Job Description
About the Team
The team builds and operates large-scale, massively distributed infrastructures, applying Site Reliability Engineering (SRE) principles of software and systems engineering to ensure our traffic services are reliable, fault-tolerant, efficiently scalable, and cost-effective. You will have the opportunity to manage a variety of complex systems at scale, including traffic systems serving hyperscale datacenters and public cloud environments, and a global load balancer that handles Tbps of traffic.
We build and operate multi-cloud-based, large-scale network services around the world to accelerate and optimize network traffic for TikTok and a variety of application services for ByteDance internal customers. These services include, but are not limited to, Layer 4 load balancing, Layer 4/7 acceleration, global ingress, CMAF, FaaS, and WAF. By joining us, you can work within a brilliant team and learn how to build a TikTok-scale network traffic platform serving billions of users globally.
Responsibilities
- Build, expand and operate ByteDance’s global traffic platform, including large-scale systems in public and private clouds, edge data centers.
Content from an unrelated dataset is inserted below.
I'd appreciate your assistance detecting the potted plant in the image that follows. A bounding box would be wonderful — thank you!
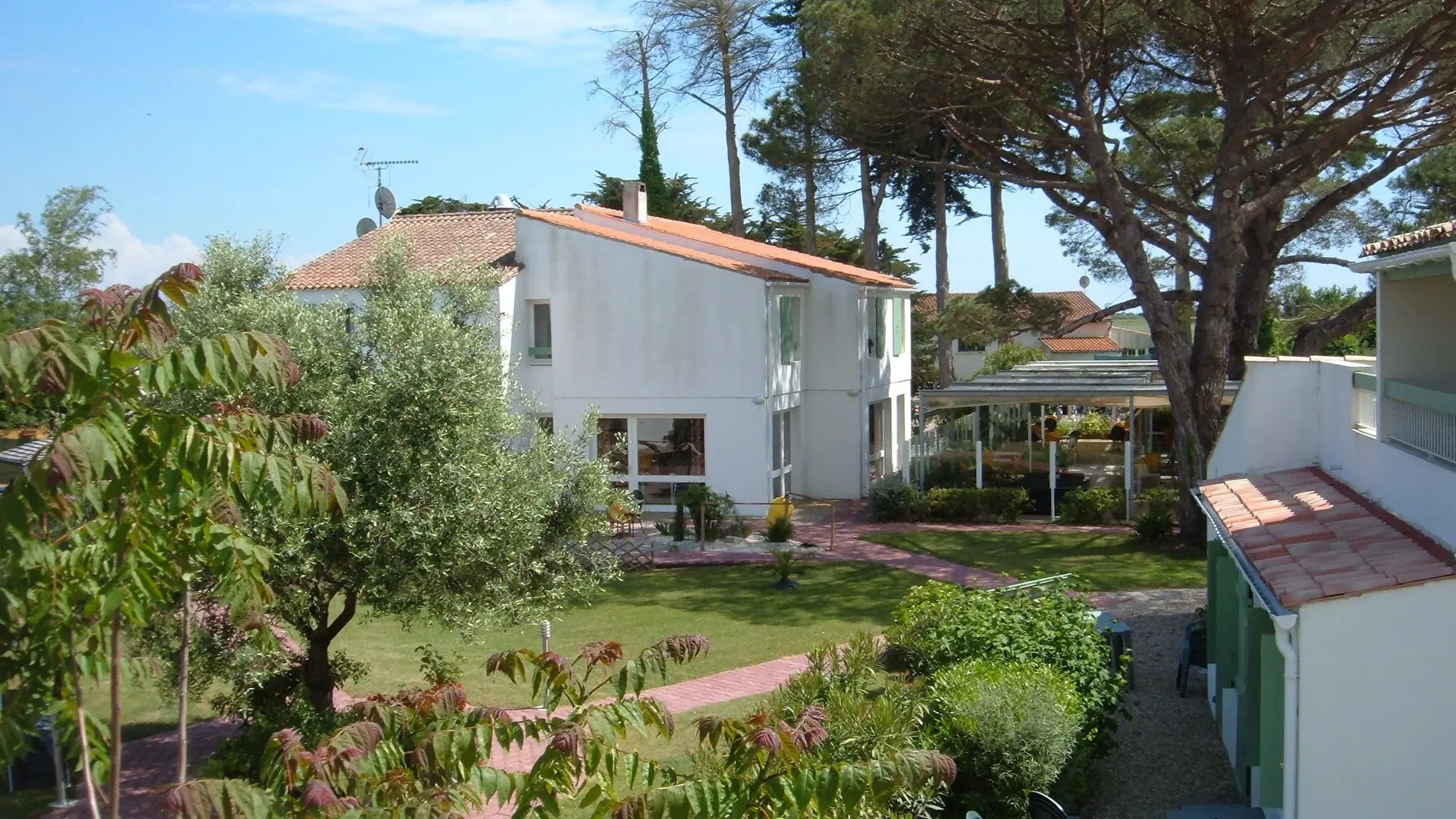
[769,548,808,588]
- Build tools, automations, visualizations and monitors to facilitate the operation and optimization of the global traffic platform.
- Work in a fast-paced environment. Participate in technical operations and rotations in response to performance and reliability issues.
- Help improve the whole lifecycle of infrastructure services from inception and design throughout development, to deployment, user support and refinement.